With that, you would need 1 extra core at each server level.
Metadata Capture-
100M users * 1000 files
1 KB metadata/file
100M * 1000 KB = 100 GB
2 years projections = 20% = 120GB File metadata
120 GB User data
1 Posgres should be enough to handle 240GB data.
API Design
List files and folders on home page
Get /api/v1/content
Request - user id
Response - {Folder:[], Files[]}
List files and folder under a specific folder
Get /api/v1/content
Request - user id, folder id
Response - {Folder:[], Files[]}
Create Folder
PUT /api/v1/folder
Request - user id, parent_folder_id
Response - new_folder_id
Upload File
POST /api/v1/file
Request - user id, folder id
Response - url to show status
Status 201 if successful, 202 if upload in progress
Download File
GET /api/v1/file
Request - user id, file id
Response - url to show status
Status 201 if successful, 202 if download in progress
Change permission of file
POST /api/v1/permission?fileid={}
Request - {permission : [read/write/view]}
Share file
GET /api/v1/link?fileid={}
Request- user id
Response - url
High-Level Design
Client web and mobile would be holding the local app to record local changes.
Write service would drop a message to kafka queue to sync with client.
Postgres would manage file metadata, user data and ACLs.
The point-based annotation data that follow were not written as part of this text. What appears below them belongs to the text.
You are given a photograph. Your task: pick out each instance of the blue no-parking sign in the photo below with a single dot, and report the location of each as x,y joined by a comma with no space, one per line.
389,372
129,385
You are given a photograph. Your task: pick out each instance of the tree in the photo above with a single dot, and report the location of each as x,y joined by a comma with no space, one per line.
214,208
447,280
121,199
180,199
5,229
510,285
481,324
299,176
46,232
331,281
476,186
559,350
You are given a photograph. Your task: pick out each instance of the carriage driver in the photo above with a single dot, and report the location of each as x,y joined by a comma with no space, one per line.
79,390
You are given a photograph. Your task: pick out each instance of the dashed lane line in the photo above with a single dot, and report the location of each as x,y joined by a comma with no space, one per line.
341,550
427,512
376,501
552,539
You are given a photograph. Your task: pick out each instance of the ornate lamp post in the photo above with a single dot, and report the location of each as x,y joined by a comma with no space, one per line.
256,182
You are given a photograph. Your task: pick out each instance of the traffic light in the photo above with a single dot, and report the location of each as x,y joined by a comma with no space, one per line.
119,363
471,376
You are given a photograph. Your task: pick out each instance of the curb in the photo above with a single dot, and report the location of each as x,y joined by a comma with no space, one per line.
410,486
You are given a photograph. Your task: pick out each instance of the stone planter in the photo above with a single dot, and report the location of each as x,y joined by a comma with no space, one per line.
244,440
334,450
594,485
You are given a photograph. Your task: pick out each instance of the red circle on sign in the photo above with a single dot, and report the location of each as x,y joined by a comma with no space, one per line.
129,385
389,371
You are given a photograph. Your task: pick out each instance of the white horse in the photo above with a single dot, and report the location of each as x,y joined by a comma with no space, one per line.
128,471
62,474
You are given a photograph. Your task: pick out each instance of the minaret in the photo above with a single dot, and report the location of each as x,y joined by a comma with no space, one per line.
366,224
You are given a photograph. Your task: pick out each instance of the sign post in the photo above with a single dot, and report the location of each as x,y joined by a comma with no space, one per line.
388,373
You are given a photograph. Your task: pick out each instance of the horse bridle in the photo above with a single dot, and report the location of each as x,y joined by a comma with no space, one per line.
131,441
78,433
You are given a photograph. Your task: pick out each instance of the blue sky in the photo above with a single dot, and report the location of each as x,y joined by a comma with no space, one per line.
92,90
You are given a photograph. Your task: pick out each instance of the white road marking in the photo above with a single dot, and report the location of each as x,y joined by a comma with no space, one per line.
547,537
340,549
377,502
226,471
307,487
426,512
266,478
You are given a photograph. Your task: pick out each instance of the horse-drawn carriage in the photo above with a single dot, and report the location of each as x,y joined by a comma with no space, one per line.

File table would hold the record S3 object url for the respective file.
Database Design
Postgres - to capture user details and files/folders metadata
S3 - To store data as objects
Postgres tables - users, files, folders, user_file
Detailed Component Design
If user is offline and not connected to the network then local client would connect to sync service to first bring new changes to/from server.
System reliability - Read service would be running with another 2 more instances that would help during fault tolerance.
S3 would be running with another replica on another region. This would be async replication to maintain durability.
To maintain latest updates on file, each file and sync service would maintain the version, whichever is having higher version that change would be considerd to be updated. If version numbers are matching then comparing would be done based on the timestamp.